I’m trying to make a client representation of GrainBuf, where position of the grain is controlled by rate-modulated Phasor
something like this:


	phasor = Phasor.ar(
		trig: 0.0, 
		rate: posRate + SinOsc.ar(posRateMF, [1.51471, 2.58218], mul: posRateMD), 
		start: 0.0, 
		end: bufFrames, 
		resetPos: 0.0
	);

	gran = GrainBuf.ar(
		numChannels: 1, 
		trigger: t, 
		dur: tFreq.reciprocal * overlap, 
		sndbuf: bufnum, 
		rate: rate, 
		pos: phasor / bufFrames, 
		interp: 2, 
		pan: 0, 
		envbufnum: -1, 
		maxGrains: 512, 
	);

Now I can’t figure out if there is a way to recreate this rate-modulated phasor behaviour.

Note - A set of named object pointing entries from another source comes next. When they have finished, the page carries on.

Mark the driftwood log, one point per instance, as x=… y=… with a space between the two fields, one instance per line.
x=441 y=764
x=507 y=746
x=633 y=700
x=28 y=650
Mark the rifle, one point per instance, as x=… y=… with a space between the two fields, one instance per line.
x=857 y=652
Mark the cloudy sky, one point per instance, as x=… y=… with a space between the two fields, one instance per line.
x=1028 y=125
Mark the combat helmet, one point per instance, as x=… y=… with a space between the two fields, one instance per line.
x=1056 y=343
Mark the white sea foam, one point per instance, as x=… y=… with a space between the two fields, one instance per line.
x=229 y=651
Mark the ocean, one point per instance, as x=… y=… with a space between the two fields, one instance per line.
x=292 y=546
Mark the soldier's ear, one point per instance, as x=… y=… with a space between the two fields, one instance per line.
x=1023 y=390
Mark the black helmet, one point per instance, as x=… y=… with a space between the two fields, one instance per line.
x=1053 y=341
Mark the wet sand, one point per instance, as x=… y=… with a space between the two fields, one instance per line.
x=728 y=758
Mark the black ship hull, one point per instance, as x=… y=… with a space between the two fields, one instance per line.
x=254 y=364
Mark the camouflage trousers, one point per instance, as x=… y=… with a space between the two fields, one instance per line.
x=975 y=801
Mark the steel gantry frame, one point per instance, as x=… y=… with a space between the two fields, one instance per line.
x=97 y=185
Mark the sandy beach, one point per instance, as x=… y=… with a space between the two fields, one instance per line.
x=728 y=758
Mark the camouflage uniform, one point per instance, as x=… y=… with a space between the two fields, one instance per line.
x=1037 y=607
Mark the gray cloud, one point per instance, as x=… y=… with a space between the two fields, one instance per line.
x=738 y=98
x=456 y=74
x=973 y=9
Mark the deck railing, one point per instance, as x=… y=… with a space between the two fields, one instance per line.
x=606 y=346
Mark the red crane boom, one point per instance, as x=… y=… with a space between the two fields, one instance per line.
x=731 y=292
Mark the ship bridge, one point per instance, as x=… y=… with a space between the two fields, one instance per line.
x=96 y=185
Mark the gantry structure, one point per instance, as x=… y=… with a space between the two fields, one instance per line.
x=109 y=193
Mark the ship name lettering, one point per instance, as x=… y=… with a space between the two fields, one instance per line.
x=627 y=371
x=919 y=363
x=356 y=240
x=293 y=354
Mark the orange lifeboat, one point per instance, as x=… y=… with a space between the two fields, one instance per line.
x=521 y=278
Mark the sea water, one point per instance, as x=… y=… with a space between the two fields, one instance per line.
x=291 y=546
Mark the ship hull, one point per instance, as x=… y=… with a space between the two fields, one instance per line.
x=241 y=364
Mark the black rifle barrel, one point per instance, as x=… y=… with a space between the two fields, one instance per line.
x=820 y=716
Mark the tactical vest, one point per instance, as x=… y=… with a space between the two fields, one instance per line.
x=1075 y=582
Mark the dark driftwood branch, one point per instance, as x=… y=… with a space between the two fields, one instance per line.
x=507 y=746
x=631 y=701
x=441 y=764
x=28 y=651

The simple approach to modulate rate would be to multiply by modulating function the time deltas between grain onset and routine start and use it for position, but that’s a different behaviour. It would be like Phasor’s output is multiplied by mod.
The rate parameter though works as increment value (level += rate), so modulating it gives different result.

So far the only aproach that’s working for me is just to have a synth with Phasor writing to a bus, and read it with grain nodes. Maybe it’s a best way to do it, but maybe someone knows a better way )?

(
SynthDef(\pbmono, {arg buf;
	var phasor, play, e;
	var dur = \dur.kr(0.2);
	var delay = \delay.kr(0.0);
    phasor = Phasor.ar(
		rate: BufRateScale.kr(buf) * \rate.kr(1),
		// start: Gate.ar(In.ar(\bus.kr), DC.ar(1) - Delay1.ar(DC.ar(2))), // not getting any values
		start: Gate.ar(In.ar(\bus.kr), DC.ar(1) - Delay2.ar(DC.ar(2))), // looks accurate
		end: BufFrames.kr(buf)
	);
	play = BufRd.ar(1, buf, phasor, 0, 2);
	e = EnvGen.ar(Env.new([0, \amp.kr(0.1), 0], [dur * 0.5, dur * 0.5], curve: \sin),
		doneAction: 2);
	play = play * e;
	OffsetOut.ar(\out.kr(0), play);
}).add
)

~bus = {Bus.audio(s,1)}.dup;
b = Buffer.read(s, Platform.resourceDir ++ "/sounds/a11wlk01.wav");


(
~func = { arg tFreq, overlap, buffer, niter, stretch, rate;
	{
		var posRatePhase = [1.51471, 2.58218];
		var dur;
		
		{
			var sig = Phasor.ar(
				rate: stretch + SinOsc.ar(
					0.5,
					phase: posRatePhase,
					mul: 0.05
				) * BufRateScale.kr(buffer.bufnum),
				end: buffer.numFrames
			);
			~bus.do { |it i| OffsetOut.ar(it, sig[i])};
		}.play(addAction: \addToHead);

		2.do({arg j;
			Routine({
				niter.do{ arg i;
					dur = (1 / abs(tFreq));
						s.sendBundle(0.2,
							["/s_new",
								'pbmono',
								-1,
								1, // add to tail
								1,
								\bus, ~bus[j].index,
								\dur, dur * overlap,
								\amp, 0.3,
								\buf, buffer.bufnum,
								\rate, rate,
								\out, j,
							]
						);
					dur.wait;
				}				
			}).play})

	}
};

Routine(~func.value(
	tFreq: 20,
	overlap: 2,
	buffer: b,
	niter: 10000,
	stretch: 0.5,
	rate: 1,
)).play;


)

dietcv · December 26, 2024, 8:42pm

Because these are two different timescales, i think the bus approach is the best way to do it.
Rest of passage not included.